The side effects of cancer treatment can become permanent glitches

Sara was treated for multiple myeloma in the mid-90s and had a stem cell transplant seven years ago. When I asked her husband how she was doing, he said, “Pretty well … just the gift of a little edema in one arm and some neuropathy in her feet.”

On one hand you think, “Hey! That’s great! Those little gifts — those side effects — are a small price to pay.”

On the other hand, seven years of edema and neuropathy for an active hiking enthusiast is nothing to sneeze at.

The side effects of cancer treatment sometimes fade but can become permanent glitches — disturbing symptoms whose impact we try to mitigate and whose presence we attempt to accommodate.

If you know someone who was treated for cancer in the 70s and 80s, you might be aware of the effects of early, very aggressive treatments that have emerged over time: the stooped shoulders, weak neck muscles, heart ailments, swallowing difficulties and secondary cancers that accrue to what is now known to be excessive radiation treatment. You can also imagine that the long-term risks of many of today’s newest cancer treatments are similarly unknown.

As evidence builds from the long-term follow-up of people treated in clinical trials in the latter part of the last century, knowledge about the risks of those out-moded treatments has become more systematized.

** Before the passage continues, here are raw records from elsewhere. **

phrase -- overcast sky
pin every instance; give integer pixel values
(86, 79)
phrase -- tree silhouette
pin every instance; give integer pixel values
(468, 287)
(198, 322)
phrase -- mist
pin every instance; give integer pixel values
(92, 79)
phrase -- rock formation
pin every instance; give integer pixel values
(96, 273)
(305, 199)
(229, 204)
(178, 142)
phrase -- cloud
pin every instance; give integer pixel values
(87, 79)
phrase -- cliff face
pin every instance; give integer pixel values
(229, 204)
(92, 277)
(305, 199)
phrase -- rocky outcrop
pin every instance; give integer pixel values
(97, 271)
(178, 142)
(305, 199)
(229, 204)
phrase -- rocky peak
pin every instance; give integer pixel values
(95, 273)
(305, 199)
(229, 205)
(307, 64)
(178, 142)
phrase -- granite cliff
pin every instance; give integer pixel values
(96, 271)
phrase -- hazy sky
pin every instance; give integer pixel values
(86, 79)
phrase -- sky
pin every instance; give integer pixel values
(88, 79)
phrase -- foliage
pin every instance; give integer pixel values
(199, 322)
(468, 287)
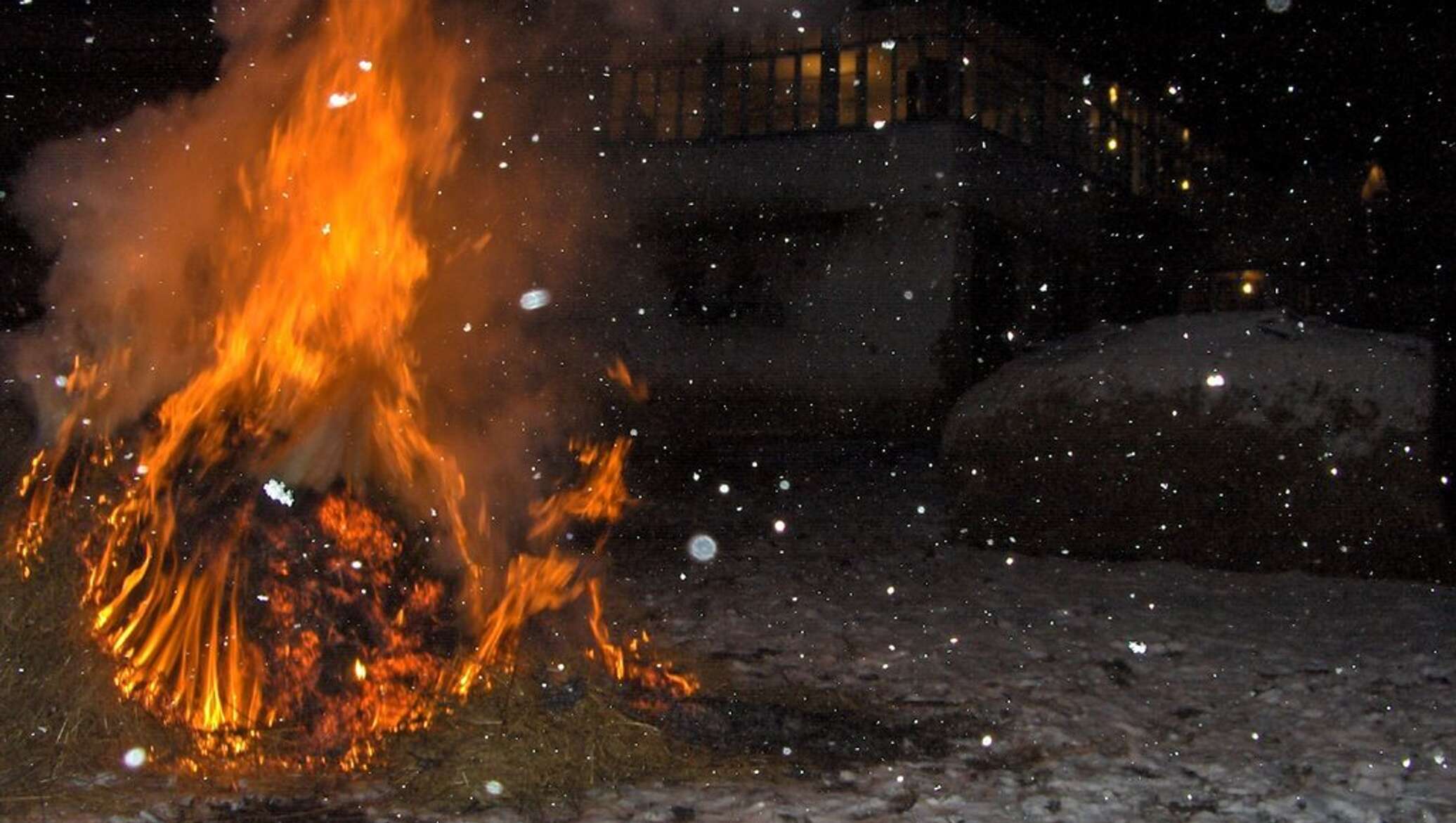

“Oh, this is classic in Hodgkin’s patients treated in those days,” remarked my rehabilitation physician when examining my weakening back muscles. “We see it starting anywhere after 20 years post-radiation treatment.”

You know the evidence is gathering about your disease treatment when its late effect profile includes “classics.” You also begin to hope that new, more effective and less risky treatment approaches are being developed.

For a long time, I believed that cancer and the effects of its treatment were containable, that the tincture of time would minimize their impact on the length and quality of my life. I thought that survivorship care consisted of regular testing to see whether I had a recurrence or a new primary cancer. My imagination accorded little space for compromises in physical, cognitive or social functioning that become more pronounced over time or that burst into existence as I age due to either my cancer diagnoses or their treatment.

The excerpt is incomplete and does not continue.